Portrait images of Anders Forsgren and Sofia Ritzén.
Anders Forsgren, Dean of Faculty and Sofia Ritzén, Vice Dean of Faculty. Photo: Susanne Kronholm
Published Mar 19, 2020

Approval with reservations. This was the UKÄ rating of KTH’s quality assurance system for its study programmes.
“This is a good report and the inspection has been a good test of our system. We are definitely on the right path,” says Sofia Ritzén, Vice Dean of Faculty.

Dean of Faculty Anders Forsgren agrees:

“This report is something we can clearly be satisfied with. We are now going to leverage all our energies to make KTH even better.”

The comprehensive inspection of KTH’s quality assurance system started as far back as last spring, with the then dean and vice dean, coordinated by KTH’s quality coordinator and involvement at all levels. This has included a wide-ranging self-evaluation and two site visits by the UKÄ assessment panel. Processes, procedures, supporting and other data and operations have been analysed and scrutinised.

“Everyone at KTH has shown a great deal of determination and put in plenty of hard work. This sense of involvement, that everyone feels that they are all contributing on a daily basis, to the quality we offer, has been absolutely crucial,” says Forsgren.

UKÄ has a three-point grading scale where the approval with reservations KTH received is in the middle of this scale. Approved and under review are the other grades.

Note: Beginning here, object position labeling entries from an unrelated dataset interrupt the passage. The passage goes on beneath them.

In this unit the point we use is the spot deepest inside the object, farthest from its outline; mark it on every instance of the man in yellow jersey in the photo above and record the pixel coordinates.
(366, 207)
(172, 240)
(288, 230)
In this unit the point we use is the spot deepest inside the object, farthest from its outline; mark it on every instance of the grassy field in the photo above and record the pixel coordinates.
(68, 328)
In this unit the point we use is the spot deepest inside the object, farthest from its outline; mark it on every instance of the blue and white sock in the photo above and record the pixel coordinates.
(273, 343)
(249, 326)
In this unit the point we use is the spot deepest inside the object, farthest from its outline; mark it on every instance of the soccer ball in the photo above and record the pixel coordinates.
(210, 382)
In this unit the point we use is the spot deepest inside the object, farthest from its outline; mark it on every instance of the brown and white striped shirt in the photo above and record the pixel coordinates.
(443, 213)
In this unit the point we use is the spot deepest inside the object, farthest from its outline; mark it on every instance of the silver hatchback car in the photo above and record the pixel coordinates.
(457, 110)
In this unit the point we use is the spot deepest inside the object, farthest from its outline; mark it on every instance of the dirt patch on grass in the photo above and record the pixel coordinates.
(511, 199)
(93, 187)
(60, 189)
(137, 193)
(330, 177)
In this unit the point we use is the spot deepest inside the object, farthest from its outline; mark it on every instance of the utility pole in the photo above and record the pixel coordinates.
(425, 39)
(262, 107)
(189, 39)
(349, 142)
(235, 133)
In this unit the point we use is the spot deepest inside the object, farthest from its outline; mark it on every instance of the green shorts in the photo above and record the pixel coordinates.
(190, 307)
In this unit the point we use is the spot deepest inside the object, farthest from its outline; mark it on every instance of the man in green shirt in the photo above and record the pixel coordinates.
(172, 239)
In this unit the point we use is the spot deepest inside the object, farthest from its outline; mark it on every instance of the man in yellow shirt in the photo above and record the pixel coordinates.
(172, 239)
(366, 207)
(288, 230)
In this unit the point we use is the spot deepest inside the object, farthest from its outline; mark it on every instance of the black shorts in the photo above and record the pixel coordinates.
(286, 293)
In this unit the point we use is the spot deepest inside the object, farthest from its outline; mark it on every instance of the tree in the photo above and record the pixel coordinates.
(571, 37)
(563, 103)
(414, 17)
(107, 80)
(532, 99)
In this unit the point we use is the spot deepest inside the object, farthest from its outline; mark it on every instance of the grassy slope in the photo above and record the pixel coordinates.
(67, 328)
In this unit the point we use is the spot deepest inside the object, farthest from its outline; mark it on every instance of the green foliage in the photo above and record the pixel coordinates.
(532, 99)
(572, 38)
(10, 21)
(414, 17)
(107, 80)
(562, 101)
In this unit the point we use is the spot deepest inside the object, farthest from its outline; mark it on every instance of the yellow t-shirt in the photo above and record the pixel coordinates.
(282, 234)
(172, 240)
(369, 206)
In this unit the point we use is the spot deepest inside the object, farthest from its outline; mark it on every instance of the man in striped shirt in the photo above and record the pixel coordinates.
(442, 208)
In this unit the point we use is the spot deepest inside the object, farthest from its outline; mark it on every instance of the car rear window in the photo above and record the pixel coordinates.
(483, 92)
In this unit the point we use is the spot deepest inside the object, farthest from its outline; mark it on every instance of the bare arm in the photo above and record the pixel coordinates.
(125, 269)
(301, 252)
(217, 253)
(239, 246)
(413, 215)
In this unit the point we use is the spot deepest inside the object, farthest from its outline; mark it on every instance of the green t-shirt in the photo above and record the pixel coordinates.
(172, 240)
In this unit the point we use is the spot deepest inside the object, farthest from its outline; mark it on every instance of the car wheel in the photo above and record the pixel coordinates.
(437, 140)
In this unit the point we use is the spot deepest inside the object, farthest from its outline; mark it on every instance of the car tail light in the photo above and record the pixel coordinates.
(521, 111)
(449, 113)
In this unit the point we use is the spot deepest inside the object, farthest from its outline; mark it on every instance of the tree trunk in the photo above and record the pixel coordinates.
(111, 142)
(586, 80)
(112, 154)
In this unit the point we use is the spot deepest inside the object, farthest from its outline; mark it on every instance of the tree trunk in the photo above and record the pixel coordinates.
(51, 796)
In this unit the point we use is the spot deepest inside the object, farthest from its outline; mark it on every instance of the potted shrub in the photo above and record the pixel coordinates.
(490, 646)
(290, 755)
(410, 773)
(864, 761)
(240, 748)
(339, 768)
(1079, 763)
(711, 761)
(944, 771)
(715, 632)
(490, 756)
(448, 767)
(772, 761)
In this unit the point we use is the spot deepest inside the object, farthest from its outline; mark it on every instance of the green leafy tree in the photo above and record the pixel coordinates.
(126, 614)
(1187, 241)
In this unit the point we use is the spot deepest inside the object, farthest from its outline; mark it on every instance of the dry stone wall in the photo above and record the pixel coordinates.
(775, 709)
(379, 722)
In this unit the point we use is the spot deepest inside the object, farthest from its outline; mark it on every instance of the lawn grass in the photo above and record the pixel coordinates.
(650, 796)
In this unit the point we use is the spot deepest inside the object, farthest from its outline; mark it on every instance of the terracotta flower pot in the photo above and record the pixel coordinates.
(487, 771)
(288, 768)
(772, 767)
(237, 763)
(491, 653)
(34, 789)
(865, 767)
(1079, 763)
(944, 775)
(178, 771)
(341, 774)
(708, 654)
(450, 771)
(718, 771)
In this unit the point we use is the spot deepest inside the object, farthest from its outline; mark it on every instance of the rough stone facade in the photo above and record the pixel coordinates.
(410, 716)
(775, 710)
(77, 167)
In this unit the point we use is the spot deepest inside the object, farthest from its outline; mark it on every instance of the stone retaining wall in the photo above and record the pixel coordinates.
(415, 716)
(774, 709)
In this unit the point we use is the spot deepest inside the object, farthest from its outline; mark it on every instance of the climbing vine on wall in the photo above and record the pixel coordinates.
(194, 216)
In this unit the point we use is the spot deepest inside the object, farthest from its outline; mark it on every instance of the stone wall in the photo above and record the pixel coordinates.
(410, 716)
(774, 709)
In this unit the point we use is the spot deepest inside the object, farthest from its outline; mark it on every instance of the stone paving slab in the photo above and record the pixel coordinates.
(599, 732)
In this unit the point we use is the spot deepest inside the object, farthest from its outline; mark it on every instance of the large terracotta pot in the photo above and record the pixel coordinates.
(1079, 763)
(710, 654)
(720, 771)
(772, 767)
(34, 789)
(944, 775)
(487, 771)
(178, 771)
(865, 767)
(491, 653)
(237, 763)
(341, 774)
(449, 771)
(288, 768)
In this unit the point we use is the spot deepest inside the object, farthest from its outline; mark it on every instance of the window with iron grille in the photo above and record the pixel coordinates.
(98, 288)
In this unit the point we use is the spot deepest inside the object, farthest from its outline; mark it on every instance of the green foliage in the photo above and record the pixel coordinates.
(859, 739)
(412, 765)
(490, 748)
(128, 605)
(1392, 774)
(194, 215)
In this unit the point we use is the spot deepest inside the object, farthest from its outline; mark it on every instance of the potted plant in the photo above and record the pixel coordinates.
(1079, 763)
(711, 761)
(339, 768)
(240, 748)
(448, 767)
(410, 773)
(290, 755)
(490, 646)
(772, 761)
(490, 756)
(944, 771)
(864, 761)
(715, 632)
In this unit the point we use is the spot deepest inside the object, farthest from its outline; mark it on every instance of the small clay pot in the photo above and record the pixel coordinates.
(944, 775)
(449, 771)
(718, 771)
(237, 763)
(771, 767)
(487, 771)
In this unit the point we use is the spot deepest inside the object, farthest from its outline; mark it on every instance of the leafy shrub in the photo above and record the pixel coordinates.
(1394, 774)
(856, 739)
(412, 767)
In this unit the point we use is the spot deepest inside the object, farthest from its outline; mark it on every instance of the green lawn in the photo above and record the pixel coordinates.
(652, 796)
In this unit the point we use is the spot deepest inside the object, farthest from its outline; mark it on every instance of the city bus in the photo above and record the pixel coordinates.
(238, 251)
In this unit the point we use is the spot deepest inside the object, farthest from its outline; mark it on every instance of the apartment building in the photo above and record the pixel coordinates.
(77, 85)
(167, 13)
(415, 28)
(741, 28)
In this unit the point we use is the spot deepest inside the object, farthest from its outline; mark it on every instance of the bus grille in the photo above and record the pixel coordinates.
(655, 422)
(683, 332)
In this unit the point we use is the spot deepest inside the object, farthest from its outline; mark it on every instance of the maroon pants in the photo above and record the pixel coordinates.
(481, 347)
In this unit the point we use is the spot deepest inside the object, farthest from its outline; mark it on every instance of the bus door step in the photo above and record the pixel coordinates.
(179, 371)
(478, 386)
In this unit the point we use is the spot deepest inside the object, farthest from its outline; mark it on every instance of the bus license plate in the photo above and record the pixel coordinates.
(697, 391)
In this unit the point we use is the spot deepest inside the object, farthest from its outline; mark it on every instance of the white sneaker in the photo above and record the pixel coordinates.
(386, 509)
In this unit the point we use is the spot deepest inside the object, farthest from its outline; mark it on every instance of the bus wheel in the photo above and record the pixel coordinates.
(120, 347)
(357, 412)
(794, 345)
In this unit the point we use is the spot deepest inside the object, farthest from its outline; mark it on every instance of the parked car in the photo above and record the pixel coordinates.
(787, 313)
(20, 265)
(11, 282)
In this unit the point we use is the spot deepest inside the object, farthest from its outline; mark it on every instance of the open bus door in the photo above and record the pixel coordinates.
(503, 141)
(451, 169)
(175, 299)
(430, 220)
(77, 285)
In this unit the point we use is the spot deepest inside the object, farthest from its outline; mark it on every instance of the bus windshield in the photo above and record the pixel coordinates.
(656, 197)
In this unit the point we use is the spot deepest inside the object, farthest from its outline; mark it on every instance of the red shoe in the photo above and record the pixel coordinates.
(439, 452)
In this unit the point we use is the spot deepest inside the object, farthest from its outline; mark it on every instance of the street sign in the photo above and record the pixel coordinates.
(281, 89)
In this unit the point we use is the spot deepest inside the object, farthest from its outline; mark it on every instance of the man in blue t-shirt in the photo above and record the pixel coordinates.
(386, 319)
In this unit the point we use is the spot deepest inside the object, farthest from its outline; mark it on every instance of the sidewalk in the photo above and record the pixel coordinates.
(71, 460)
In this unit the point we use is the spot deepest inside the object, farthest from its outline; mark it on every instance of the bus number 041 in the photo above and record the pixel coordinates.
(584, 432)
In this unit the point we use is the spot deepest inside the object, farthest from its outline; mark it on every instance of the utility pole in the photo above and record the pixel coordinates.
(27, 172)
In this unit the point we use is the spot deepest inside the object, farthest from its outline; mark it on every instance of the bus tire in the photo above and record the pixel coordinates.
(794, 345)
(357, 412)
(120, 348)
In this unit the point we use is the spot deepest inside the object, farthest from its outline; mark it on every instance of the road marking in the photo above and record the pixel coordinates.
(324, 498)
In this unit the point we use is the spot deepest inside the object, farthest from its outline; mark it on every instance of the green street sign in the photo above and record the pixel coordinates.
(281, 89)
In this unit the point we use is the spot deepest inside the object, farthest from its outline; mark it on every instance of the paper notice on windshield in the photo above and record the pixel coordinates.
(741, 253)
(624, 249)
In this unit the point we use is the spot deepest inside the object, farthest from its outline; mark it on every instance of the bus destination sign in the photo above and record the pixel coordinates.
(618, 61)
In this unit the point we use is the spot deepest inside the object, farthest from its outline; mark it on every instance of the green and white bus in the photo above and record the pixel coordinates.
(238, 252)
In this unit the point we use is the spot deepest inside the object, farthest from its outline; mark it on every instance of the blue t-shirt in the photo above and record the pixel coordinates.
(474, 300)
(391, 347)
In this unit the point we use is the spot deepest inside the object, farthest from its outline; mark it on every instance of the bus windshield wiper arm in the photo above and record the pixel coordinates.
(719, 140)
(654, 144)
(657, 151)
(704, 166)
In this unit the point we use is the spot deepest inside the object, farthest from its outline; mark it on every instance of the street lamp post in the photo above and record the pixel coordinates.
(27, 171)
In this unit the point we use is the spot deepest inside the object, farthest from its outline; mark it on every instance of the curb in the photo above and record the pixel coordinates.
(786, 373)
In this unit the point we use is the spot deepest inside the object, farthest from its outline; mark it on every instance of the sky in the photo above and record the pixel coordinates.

The assessment is based on six areas; management and organisation, circumstances, structure, implementation and outcomes, equality, student and doctoral student perspectives, plus work life and cooperation.

Within the first category, the assessment panel reported one sub area as underperforming and noted inadequate feedback from management at different levels downwards in the organisation.

“Communication is difficult, which we probably suspected. We must become quicker and clearer such that the analysis filters down and thereby infuses the whole of our education organisation,” says Forsgren.

The area of equality as a whole, was assessed as “not satisfactory”. A clearer and more systematic integration of equality in all KTH study programmes was one of the issues that was sought.

“This was more surprising bearing in mind the extensive work within the equality area that has been pursued at KTH and the priority this has been given,” says Ritzén.

KTH has two years to develop and improve these two areas

“Now it’s a matter of getting the whole process moving, rather than sitting back. Quality assurance work should lead to lasting change and improvements,” says Forsgren.